Wakil Menteri Energi dan Sumber Daya Mineral (ESDM) Arcandra Tahar mengatakan, pemerintah kini terus mematangkan rencana penggunaan slag yang selama ini tidak termanfaatkan dengan baik. Salah satunya adalah untuk jalan, beton maupun batako. "Jadi ke pabrik semen dan macam macam," tuturnya saat ditemui usai rapat koordinasi di Gedung Kemenko Perekonomian, Jakarta, Selasa (21/5).
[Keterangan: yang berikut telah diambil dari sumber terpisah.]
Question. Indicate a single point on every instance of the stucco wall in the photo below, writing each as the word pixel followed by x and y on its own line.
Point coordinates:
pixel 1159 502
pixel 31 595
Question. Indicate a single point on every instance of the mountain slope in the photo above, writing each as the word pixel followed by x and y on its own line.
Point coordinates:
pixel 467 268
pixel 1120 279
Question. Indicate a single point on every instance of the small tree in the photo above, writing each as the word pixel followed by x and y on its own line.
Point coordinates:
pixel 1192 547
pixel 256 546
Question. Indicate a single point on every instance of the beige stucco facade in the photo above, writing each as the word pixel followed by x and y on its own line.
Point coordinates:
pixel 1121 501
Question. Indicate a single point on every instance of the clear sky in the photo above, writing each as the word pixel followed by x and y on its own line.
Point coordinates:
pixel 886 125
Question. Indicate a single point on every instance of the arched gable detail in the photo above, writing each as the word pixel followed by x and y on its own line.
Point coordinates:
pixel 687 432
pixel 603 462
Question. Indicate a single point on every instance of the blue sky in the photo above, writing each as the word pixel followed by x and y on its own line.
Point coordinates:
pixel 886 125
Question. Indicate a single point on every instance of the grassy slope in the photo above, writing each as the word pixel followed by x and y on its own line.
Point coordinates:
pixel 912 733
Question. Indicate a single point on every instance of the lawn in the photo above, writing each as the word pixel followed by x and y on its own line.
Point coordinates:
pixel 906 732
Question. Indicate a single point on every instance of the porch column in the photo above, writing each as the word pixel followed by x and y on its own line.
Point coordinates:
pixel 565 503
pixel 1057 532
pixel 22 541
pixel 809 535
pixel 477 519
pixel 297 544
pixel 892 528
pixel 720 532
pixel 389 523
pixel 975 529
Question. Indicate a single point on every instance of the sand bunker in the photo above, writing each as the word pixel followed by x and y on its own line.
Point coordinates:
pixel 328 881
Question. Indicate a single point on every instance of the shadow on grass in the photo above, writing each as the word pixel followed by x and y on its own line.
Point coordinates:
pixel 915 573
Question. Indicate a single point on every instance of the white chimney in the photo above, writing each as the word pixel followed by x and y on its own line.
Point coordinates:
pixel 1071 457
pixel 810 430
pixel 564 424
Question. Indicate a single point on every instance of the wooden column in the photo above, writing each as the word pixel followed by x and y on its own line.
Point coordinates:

Arcandra menjelaskan, dalam rapat tersebut, Kementerian ESDM bersama Kementerian BUMN membahas mengenai bagaimana treatment slag dari smelter, baik itu slag nikel maupun iron. Selain mengurangi limbah tambang, pengolahan slag dilakukan guna mengoptimalkan proses hilirisasi.
Tapi, Arcandra mengakui, proses pemanfaatan slag masih harus melalui sejumlah pembahasan dengan pemangku kepentingan lain. Di antaranya Kementerian Lingkungan Hidup dan Kehutanan (KLHK) dan Kementerian Perindustrian. "Kita akan meeting kembali untuk membahas rekomendasinya seperti apa," ujarnya.
Arcandra memastikan, pemerintah tetap akan mempertimbangkan berbagai aspek dalam pemanfaatan slag. Menurutnya, pembahasan akan fokus pada bagaimana hilirisasi dapat jalan secepat mungkin dengan tetap memenuhi baku mutu lingkungan.
Sementara itu, Deputi Bidang Pertambangan, Industri Strategis dan Media Kementerian BUMN Fajar Harry Sampurno mengatakan, pemanfaatan slag dilakukan seiring dengan langkah pemerintah yang ingin mendirikan lebih banyak smelter. Hal tersebut menimbulkan permasalahan berupa sisa dari proses tambang. Oleh karena itu, solusi dalam pengolahan limbah juga harus dicarikan.
Fajar menuturkan, pembuangan slag tidak boleh dilakukan secara sembarangan. Sebab, menurut Peraturan Pemerintah Nomor 101 Tahun 2014 Tentang Pengelolaan Limbah Bahan Berbahaya dan Beracun (B3), slag tergolong B3.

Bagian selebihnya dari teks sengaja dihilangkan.